Thereza, welk probleem kom jij vooral tegen in je onderzoek?
Thereza: ‘Uit mijn interviews met boeren blijkt een brede onvrede. Na de Tweede Wereldoorlog werd er gezegd: “Die Hongerwinter willen we nooit weer, we moeten meer voedselzekerheid hebben. Boeren moeten intensiveren en opschalen.” Nu ligt er dan die stikstofuitspraak van de Raad van State uit 2019, en moet opeens alles anders. Opeens doen de boeren alles verkeerd. Zij zeggen: “Wij hebben al die tijd braaf gedaan wat de overheid en de bank van ons vroegen, en nu is het opeens niet meer goed.” Plus: “Niemand vertelt ons nu hoe het wél moet.’’’

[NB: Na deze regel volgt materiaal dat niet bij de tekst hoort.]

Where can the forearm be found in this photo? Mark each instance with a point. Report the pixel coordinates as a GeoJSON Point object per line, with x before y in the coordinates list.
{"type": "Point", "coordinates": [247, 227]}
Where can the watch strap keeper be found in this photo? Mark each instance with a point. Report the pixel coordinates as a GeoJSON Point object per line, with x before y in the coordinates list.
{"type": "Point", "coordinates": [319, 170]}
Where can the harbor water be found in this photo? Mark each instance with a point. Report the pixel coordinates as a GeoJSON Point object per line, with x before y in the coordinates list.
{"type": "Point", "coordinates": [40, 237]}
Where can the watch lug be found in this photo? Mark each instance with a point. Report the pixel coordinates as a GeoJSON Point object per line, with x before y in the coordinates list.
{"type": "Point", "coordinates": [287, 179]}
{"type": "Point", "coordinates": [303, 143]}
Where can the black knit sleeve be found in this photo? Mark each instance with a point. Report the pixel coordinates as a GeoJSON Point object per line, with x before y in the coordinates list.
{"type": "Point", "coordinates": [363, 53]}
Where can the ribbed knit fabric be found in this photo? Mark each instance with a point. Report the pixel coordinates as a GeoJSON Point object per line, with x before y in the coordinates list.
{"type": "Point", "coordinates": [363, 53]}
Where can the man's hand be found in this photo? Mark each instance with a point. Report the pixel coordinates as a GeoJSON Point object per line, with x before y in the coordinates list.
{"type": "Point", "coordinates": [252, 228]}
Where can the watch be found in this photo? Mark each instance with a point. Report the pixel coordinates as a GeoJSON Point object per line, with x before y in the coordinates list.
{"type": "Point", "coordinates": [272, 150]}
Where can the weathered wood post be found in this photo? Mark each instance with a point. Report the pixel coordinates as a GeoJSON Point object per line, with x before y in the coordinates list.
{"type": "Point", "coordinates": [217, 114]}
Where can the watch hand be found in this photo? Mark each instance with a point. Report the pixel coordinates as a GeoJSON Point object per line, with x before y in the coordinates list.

Michella: ‘Ik hoor precies hetzelfde, als ik met boeren praat. Zij zeggen: dan heb ik net geïnvesteerd in een dure maatregel, en dan moet er een paar jaar later opeens weer iets heel anders. Er is nooit een einddoel; het is nooit goed.’
Thereza: ‘Er zijn veel boeren die best willen krimpen, maar voor hetzelfde geld komt er over twee jaar weer een herijking en kunnen ze wellicht nooit meer groeien. Die onzekerheid creëert een prikkel om maar vooral te blijven doen wat je al deed.’
Maar er zijn toch ook wel boeren die het roer willen omgooien?
Michella: ‘Jawel, die zien we zeker. Maar dat denken in andere businessmodellen, het echt radicaal anders gaan doen, dat is ingewikkelder dan je denkt.’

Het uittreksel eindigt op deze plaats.